According to Eq. [1] and Eq. [2] the probabilistic distance loss LP could be given by the NLL of the joint:

$L_{p} = \sum_{i = 1}^{10} - \ln p (d_{i} | σ_{i}) = \sum_{i = 1}^{10} (\ln σ_{i} + \frac{d_{i}}{σ_{i}})$ [15]

This loss function also incorporates saliency uncertainty information projected into high-dimensional space, guiding the predicted keypoints to exhibit features that are closer to the ground truth in high-dimensional space. To ensure that the predicted keypoints are sufficiently close to the ground truth in 3D space, we additionally introduced the Euclidean distance loss as a corrective term. Therefore, the final loss function L was defined as:

$L = L_{p} + L_{d} = \sum_{i = 1}^{10} (\ln σ_{i} + \frac{d_{i}}{σ_{i}}) + \sum_{i = 1}^{10} d_{i} = \sum_{i = 1}^{10} (\ln σ_{i} + d_{i} * (1 + \frac{1}{σ_{i}}))$ [16]

The localized segmentation strategy

The basic procedure of our localized segmentation method for skull point cloud is illustrated in Figure 3. It consists of keypoint descriptor-detector framework (Figure 3A) which generates the bounding box of ROI, and segmentation network (Figure 3B).

Figure 3 The basic procedure for skull point cloud part segmentation method. (A) Our keypoints descriptor-detector framework. (B) The segmentation network. The segmented removed-out bone block is labeled in blue, and the pushed-in bone block is labeled in red.
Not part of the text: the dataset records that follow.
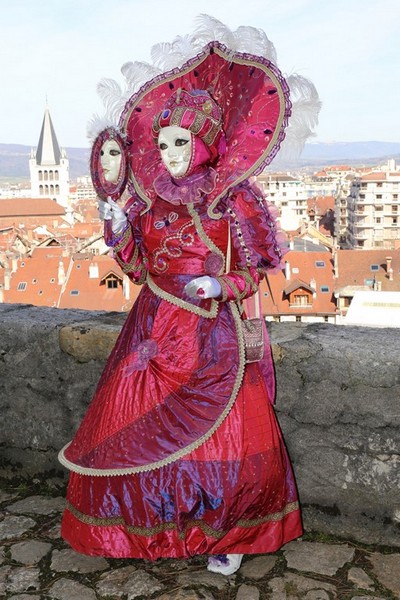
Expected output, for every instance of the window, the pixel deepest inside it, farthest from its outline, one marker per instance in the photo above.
(111, 282)
(301, 299)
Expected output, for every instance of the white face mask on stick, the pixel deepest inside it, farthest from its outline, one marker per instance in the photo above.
(175, 144)
(110, 159)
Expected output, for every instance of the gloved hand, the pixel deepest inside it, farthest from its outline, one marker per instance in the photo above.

ROI, region of interest.

As shown in Figure 3A, the process begins with the keypoint descriptor generated keypoints-related saliency maps for the skull point cloud, from which the initial keypoints were selected. The keypoint detector then optimized the positions of these keypoints. Using the predicted keypoints, a bounding box was generated to encompass the required bone blocks for the segmentation task, and the ROI was extracted from the skull point cloud. The point cloud of the ROI was fed into the segmentation network to complete the task.

Our segmentation network shares the same structure as the keypoint descriptor, incorporating the PointRes2Net module, as shown in Figure 1A. To evaluate its performance on our skull point cloud dataset, we compared our segmentation network with mainstream part segmentation networks, including PointNet, PointNet++, RSCNN, DGCNN, and PointNext (40).

Results

Dataset

Our method was tested on a manually annotated skull point cloud dataset from The Third Xiangya Hospital of Central South University, which has 198 samples and each point cloud has over three million points. Each sample in the dataset contains two bone blocks annotated by doctors from the Department of Plastic and Reconstructive Surgery at The Third Xiangya Hospital of Central South University,, designated for either to be removed out or pushed in on the zygomatic bones, along with 10 keypoints marked on the cheeks on both sides, as shown in Figure 4A: (I) point 0 is the lower point on the left orbit, located at the intersection of the outer edge and lower edge of the eye socket; (II) point 1 is the prominent point below the temporal bone; (III) point 2 is the point below the root of the zygomatic arch; (IV) point 3 is the intersection point between the sagittal plane, determined by the lower point of the orbit and the foramen magnum of the occipital bone, and the most prominent position at the bottom of the zygomatic bone; and (V) point 4 is the inflection point between the zygomatic bone and the eye socket. Similarly, points 5 to 9 are the symmetrical counterparts of points 0 to 4, respectively.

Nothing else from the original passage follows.